I'm sure many of you have heard in the news the terrible story of the woman who was shot multiple times outside a pediatric clinic in Texas as her newborn son was abducted. Fortunately the baby has since been returned to his family, but will grow up without his mother. The woman accused of the murder and abduction had reportedly just had a miscarriage and told her fiance that she had given birth to his baby.
It's a sick and horrible thing and part of what upsets me is how this may portray those in the baby loss community. It reminded me of an episode from the show Private Practice in which one of the main characters who is pregnant, is tied up and temporarily paralyzed by a crazed and desperate woman who had recently lost a baby and in her delusional state thinks that the pregnant woman is carrying her child. She basically performs an at home C-Section and leaves the woman for dead. Granted it's a TV show and the baby ends up being taken to the hospital, crazy woman arrested, main character lives, yadda, yadda . . . yet again it's the portrayal of a woman who goes bat-shit crazy after losing her child.

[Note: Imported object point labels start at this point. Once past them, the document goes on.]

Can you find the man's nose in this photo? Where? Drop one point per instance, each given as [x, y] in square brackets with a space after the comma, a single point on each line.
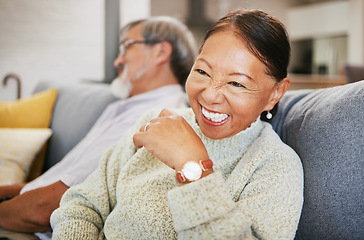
[118, 62]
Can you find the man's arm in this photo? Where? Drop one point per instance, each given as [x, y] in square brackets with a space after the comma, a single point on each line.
[31, 211]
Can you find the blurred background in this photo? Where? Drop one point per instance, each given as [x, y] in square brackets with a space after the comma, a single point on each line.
[78, 40]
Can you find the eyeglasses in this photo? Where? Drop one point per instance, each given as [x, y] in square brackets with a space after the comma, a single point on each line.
[125, 44]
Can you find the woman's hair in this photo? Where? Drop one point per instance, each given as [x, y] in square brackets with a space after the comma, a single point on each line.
[164, 28]
[265, 36]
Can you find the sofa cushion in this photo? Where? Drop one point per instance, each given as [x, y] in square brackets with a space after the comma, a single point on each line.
[33, 112]
[18, 148]
[77, 108]
[325, 128]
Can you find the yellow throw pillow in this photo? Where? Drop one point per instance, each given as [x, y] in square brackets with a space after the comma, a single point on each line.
[34, 112]
[18, 148]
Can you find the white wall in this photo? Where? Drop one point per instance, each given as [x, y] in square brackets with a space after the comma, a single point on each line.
[61, 40]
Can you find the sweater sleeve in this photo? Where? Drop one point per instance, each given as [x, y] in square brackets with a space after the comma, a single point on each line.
[267, 206]
[84, 208]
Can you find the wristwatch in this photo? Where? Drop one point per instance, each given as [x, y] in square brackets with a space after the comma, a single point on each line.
[192, 170]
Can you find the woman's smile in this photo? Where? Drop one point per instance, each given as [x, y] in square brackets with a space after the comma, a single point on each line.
[213, 118]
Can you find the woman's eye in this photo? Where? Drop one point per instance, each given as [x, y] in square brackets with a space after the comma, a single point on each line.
[202, 72]
[236, 84]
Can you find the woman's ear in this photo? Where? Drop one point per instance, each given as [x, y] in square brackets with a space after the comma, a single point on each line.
[277, 93]
[163, 52]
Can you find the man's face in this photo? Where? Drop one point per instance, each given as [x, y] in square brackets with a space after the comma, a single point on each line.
[134, 63]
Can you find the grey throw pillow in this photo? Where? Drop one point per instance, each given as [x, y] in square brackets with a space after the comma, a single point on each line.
[325, 127]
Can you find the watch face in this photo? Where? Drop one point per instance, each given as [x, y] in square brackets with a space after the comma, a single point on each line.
[192, 171]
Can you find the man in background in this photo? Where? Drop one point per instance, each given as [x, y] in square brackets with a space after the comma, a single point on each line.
[156, 56]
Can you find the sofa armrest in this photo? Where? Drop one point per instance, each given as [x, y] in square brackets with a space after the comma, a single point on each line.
[77, 108]
[325, 128]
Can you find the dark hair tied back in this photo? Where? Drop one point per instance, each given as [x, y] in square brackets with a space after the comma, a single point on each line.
[265, 36]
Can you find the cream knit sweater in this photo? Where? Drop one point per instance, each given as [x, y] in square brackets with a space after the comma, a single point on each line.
[256, 192]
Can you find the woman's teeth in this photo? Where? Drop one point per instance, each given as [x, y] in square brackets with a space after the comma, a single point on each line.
[215, 117]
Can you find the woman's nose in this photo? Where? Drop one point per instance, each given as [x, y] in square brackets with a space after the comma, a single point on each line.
[213, 94]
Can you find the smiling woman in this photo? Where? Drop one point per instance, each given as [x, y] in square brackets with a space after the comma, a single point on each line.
[212, 171]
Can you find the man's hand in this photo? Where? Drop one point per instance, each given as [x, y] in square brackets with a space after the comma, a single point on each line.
[10, 190]
[31, 211]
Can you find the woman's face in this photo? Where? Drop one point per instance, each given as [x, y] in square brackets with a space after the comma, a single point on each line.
[228, 87]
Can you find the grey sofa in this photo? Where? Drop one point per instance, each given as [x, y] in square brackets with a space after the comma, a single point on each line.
[325, 127]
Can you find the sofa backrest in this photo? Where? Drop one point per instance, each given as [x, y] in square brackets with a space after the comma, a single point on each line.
[326, 128]
[77, 108]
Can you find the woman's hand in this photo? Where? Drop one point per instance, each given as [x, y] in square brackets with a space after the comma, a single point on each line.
[171, 139]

And I wish I could say that it's not like that in real life. But this woman in Texas proves otherwise. But I can say, for the most part, that is so very far from the truth. I've lost a son. I've given birth to a baby who didn't cry upon delivery and left the hospital with a small box of mementos instead of a newborn safely buckled into his car seat. I lost a piece of my heart and became one of the hundreds of thousands of women who are an unfortunate statistic. But while it may not have felt like it early on, I didn't totally lose my mind. I didn't for once think to do something so horrible and drastic like steal another woman's child. Sure, I became one of the bereaved, but I became a person who had to figure out how to live life again with someone I never had to begin with and in doing so I have met and encountered so many others who have been there - before me, with me, and sadly who continue to be after me. Who have survived. Who have, in a sense, triumphed over this awful and horrible loss that at times feels like it can consume you by simply getting up each day and doing our best to live life again. I have found some incredibly passionate and strong and beautiful voices in the baby loss community. People who are normal and inspiring. Our tragic experiences may have forever changed us, but I truly feel that each one of us has gained some intangible strengths and genuine qualities that are a result of these brief and powerful lives that touched ours for far too short of a time.
When I was pregnant with Finn, and would see other pregnant woman I would often get a twinge of bitterness. I would unfairly assume that they didn't know how lucky they were or how good they had it. But I would (and still do) try to remind myself that I don't know every one's story. I don't know what people have been through and what burdens they are carrying with them every day. Because the bereaved are all around us. I sometimes wonder what people see when they meet my husband. Upon first glance you probably don't see a man who in the span of eight months lost his son and his brother. Because somehow, someway he didn't totally lose himself. Which is kind of amazing if you think about it. But it's the only life he's been given and it's the way it is. And we are certainly not the only people affected by tragedy.
In fact, what I have learned is that the bereaved are some of the most beautiful people I know.